Vamos acordándonos de “La Pistoja” o más bien de Severiano Ramos que en paz descanse. Don Severiano era un buen alfarero que hacía ollas frijoleras, jarros de a cuarto, de medio y de un litro.
Severiano, al igual que a muchos tonaltecas, le gustaba el tequilita, a veces ya tomadito le daba el gusto de cantar algunas de las canciones de moda de los años 40s y 50s, recorriendo las calles de su pueblo querido.
Y aunque después de sus buenos tragos le daba gran cruda, pero no dejaba de trabajar su loza, porque de eso vivia.

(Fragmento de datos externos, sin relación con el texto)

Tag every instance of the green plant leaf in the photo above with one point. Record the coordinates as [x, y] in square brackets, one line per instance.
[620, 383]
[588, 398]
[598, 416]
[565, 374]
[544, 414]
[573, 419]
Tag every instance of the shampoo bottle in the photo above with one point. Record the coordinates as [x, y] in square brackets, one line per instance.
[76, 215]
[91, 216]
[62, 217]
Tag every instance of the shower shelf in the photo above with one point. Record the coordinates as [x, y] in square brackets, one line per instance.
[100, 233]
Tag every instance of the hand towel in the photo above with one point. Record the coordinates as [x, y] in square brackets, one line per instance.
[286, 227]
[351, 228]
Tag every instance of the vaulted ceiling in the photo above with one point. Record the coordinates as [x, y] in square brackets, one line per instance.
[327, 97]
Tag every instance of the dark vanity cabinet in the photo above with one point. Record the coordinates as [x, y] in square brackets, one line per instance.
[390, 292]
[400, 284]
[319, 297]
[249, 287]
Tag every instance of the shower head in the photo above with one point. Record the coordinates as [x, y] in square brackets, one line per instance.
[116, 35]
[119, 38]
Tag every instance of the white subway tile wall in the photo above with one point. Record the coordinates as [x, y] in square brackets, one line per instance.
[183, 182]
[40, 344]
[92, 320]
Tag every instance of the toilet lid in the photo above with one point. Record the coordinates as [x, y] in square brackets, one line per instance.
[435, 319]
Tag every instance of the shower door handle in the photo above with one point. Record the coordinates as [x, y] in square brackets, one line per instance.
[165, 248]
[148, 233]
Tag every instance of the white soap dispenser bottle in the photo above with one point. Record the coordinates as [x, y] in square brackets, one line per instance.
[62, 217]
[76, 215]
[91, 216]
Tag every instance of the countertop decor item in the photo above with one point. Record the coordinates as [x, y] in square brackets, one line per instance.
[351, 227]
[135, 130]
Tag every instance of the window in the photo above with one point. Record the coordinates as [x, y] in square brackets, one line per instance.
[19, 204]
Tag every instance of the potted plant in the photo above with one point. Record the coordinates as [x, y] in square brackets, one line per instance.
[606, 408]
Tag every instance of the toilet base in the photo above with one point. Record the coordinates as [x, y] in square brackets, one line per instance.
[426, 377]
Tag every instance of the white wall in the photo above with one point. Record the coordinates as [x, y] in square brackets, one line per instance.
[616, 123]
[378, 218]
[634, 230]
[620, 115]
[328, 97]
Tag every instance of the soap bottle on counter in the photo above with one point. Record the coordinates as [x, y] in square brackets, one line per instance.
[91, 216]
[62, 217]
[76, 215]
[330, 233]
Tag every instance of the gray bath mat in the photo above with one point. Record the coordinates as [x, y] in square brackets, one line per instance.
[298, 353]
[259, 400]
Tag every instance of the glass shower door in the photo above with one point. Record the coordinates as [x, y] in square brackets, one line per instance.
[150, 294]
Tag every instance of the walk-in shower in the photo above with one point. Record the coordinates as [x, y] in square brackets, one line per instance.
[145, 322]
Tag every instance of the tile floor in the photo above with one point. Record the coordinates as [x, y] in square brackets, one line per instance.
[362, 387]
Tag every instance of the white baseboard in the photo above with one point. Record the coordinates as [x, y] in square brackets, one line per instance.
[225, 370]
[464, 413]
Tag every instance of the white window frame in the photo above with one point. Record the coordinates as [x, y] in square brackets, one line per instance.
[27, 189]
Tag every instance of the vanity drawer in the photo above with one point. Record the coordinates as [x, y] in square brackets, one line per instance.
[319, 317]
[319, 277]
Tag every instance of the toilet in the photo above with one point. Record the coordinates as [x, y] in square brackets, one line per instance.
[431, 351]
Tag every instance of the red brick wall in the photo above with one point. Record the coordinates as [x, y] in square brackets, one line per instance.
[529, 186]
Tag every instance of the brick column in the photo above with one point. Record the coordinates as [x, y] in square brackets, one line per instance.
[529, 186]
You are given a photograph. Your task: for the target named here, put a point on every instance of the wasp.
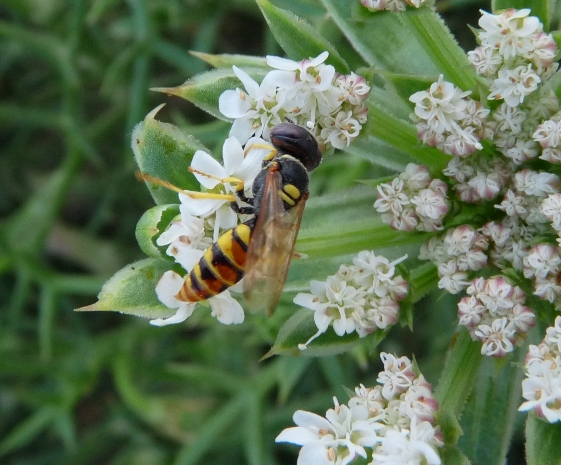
(261, 248)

Severiano, la Pistoja, era muy cumplido con sus marchantes (compradores) pues tenía un pequeño puesto en el tianguis afuera del mercado municipal. Él tenía a sus clientes quienes le compraban o a veces le pedían fiado, pero nunca tuvo problemas con nadie.

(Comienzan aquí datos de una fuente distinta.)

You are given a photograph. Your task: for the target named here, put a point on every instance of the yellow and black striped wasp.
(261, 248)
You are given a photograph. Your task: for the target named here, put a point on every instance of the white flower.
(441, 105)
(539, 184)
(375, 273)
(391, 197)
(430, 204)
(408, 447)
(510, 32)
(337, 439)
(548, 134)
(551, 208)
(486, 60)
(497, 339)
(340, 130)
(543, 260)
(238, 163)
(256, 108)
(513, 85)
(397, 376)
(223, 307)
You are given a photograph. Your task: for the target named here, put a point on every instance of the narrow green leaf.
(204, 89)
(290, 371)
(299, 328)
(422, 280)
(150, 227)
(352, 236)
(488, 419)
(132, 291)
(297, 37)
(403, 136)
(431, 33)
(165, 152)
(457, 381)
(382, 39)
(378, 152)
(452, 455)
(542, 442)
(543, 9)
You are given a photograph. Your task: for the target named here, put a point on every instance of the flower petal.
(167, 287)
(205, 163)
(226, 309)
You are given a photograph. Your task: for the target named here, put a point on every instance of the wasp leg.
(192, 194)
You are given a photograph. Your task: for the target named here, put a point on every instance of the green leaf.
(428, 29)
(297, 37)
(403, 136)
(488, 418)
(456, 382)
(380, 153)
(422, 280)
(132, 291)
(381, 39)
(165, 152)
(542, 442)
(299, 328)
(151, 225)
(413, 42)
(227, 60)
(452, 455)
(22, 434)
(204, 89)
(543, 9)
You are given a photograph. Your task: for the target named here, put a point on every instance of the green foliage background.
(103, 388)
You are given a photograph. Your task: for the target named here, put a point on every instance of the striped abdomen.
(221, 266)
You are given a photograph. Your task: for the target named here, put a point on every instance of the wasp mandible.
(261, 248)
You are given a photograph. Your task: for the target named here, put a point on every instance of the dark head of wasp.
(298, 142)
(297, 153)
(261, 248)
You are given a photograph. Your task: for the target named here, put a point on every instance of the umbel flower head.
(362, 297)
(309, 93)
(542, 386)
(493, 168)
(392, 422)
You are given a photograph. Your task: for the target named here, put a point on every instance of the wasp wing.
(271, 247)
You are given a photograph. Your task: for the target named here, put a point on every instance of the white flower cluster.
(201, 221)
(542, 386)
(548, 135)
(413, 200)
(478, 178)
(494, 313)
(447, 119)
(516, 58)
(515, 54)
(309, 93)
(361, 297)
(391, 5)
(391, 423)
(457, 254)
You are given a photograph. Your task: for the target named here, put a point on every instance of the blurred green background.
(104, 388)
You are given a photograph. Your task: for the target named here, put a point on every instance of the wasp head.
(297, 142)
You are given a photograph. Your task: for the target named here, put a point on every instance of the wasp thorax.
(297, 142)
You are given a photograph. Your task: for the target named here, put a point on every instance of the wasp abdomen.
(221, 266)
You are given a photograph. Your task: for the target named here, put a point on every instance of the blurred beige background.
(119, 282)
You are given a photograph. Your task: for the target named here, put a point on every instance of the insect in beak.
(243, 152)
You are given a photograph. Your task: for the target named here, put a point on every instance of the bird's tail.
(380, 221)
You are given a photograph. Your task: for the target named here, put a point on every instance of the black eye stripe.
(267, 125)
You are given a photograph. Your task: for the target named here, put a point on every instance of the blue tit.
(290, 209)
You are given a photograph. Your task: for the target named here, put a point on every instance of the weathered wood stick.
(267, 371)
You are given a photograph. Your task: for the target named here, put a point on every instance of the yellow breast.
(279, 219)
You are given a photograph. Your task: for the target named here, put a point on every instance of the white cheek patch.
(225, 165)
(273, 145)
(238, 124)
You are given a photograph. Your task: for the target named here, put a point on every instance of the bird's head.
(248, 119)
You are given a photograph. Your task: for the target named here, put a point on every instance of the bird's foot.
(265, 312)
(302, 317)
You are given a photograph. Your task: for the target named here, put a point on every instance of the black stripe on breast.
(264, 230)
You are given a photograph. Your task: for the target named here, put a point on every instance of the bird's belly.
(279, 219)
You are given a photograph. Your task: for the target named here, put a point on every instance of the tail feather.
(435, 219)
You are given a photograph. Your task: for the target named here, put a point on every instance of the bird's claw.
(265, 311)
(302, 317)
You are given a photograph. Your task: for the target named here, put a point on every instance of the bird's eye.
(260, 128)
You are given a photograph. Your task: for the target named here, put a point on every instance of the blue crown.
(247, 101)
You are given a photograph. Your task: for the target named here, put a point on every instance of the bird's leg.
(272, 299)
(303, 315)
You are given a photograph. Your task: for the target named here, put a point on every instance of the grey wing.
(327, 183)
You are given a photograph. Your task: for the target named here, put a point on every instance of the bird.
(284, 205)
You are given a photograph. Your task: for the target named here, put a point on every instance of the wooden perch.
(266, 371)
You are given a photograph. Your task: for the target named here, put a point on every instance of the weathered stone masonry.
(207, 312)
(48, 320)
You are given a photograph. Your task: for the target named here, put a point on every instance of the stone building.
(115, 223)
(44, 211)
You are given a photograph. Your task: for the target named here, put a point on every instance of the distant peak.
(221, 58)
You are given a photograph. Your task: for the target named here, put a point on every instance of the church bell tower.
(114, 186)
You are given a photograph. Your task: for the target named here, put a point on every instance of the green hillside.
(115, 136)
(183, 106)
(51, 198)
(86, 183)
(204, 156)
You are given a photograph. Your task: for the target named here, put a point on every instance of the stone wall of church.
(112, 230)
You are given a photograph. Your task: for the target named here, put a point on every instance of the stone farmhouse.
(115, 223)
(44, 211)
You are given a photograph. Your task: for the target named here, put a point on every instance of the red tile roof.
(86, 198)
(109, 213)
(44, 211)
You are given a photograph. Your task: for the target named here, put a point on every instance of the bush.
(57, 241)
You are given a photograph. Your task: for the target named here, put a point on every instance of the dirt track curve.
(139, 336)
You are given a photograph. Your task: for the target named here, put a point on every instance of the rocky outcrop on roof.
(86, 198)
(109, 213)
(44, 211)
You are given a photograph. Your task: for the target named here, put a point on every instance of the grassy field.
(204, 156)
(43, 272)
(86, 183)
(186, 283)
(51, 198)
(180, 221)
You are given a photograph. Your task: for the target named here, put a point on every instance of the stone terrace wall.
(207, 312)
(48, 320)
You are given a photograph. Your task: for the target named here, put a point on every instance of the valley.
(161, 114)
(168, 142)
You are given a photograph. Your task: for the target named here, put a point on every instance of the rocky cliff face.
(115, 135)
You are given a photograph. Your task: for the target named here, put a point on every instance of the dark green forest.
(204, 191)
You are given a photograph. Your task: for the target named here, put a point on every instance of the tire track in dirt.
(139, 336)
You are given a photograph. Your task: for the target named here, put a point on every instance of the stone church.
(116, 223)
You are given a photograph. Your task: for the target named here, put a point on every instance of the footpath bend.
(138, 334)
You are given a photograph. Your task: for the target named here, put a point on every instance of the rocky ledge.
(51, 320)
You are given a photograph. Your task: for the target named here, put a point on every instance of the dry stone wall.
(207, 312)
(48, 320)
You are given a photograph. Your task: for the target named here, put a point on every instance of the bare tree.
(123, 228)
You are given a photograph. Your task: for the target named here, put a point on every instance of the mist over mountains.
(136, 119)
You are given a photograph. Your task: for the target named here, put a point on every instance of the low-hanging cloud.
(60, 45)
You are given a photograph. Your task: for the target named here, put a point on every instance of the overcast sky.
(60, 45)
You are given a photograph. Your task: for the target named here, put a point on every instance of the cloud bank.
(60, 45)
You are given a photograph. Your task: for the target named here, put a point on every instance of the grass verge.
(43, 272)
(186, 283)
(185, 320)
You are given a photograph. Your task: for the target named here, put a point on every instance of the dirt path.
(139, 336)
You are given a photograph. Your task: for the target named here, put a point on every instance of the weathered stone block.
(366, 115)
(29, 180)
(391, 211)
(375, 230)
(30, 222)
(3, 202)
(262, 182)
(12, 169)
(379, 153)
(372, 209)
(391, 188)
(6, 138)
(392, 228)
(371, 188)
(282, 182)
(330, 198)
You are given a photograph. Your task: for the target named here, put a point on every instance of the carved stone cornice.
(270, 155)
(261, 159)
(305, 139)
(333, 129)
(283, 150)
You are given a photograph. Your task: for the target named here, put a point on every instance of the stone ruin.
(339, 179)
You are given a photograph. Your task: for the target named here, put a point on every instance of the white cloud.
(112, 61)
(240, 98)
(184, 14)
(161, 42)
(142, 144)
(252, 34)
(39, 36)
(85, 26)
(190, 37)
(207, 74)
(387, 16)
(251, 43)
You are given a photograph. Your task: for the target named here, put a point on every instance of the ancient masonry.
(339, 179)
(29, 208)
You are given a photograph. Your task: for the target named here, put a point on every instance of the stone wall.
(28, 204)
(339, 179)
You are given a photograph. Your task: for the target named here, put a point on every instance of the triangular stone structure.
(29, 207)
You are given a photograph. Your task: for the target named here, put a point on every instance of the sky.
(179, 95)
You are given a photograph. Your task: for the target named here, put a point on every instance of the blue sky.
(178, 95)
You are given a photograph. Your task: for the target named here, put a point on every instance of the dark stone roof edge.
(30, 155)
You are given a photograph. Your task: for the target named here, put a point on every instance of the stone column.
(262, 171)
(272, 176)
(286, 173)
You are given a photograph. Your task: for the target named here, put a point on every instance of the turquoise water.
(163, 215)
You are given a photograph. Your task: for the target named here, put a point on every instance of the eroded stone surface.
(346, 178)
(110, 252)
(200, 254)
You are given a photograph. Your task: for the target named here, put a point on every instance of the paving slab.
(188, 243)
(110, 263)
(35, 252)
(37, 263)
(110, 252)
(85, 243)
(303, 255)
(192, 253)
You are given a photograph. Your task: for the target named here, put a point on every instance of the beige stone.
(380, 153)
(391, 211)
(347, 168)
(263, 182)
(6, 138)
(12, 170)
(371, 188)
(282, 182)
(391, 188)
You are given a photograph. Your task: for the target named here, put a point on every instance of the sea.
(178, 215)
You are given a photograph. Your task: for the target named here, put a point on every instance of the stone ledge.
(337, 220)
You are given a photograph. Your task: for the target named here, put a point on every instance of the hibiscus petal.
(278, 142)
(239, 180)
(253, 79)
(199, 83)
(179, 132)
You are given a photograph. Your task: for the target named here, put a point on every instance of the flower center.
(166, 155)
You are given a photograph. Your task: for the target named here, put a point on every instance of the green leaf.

Severiano, era de los que también vendía su loza en San Juan de Dios y al que hoy es el mercado Alcalde, lugar donde muchos tonaltecas incluso feriaban su artesanía.
Severiano Ramos era en su tiempo un buen futbolista que militó en el Club Oriente, habiendo hoy todavía algunos tonaltecas que lo recuerdan.